Transformer
The neural network architecture behind GPT, Claude, and every modern LLM. Built on attention.

A transformer is a neural network that reads all of an input simultaneously and decides which parts matter for understanding each piece : rather than processing text sequentially word by word. The key innovation (from the 2017 paper “Attention Is All You Need”) is self-attention: for each word, the model learns how much to “attend to” every other word. This makes transformers massively parallelizable on GPUs and capable of capturing long-range dependencies. Every major LLM today : GPT-4, Claude, Gemini, Llama : is a transformer.
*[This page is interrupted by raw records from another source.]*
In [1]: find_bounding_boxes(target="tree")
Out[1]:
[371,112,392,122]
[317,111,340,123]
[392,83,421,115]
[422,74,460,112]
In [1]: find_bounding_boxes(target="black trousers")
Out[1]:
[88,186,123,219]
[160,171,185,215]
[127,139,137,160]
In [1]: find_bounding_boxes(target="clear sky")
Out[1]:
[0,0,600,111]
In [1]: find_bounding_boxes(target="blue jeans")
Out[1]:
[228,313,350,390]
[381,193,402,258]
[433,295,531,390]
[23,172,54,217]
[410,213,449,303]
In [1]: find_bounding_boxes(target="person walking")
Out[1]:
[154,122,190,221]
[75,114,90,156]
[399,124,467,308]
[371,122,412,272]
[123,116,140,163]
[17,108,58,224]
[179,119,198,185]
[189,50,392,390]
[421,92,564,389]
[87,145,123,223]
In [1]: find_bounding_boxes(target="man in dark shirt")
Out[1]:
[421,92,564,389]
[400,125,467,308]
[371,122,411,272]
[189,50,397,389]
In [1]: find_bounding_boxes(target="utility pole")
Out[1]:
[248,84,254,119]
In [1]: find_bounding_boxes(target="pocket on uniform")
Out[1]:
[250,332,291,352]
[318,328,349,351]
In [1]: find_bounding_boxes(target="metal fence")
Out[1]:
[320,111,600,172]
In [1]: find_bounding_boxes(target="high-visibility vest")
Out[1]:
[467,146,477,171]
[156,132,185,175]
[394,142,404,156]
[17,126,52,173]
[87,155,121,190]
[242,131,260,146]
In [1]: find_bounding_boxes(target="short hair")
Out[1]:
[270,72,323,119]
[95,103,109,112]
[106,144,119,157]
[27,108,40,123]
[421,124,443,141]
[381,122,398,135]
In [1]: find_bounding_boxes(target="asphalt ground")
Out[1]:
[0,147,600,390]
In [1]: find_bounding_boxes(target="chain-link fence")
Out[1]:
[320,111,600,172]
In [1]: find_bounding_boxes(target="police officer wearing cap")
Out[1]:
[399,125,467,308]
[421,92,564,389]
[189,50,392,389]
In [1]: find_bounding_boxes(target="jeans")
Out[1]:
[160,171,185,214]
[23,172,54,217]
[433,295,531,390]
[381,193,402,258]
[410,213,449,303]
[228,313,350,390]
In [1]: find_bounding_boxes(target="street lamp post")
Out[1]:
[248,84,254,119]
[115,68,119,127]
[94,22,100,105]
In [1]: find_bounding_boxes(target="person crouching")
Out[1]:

Differences are in scale, training data, and fine-tuning, not the fundamental architecture.
How It Works
Multiple attention heads run in parallel (grammar, meaning, position). Each head produces a weighted mix of all input positions. Feed-forward layers transform representations. Stack 96+ of these blocks and train on enough text and the model learns to reason. Context windows are limited because attention is O(n²) in sequence length.
Example
The lab uses transformer-based models across every project: Claude for analysis and code, DeepSeek for reasoning, Gemini for vision. Understanding the architecture explains why hallucinations happen (attention finds plausible patterns, not verified facts), why token limits matter (quadratic attention cost), and why fine-tuned specialists beat generalists on narrow tasks.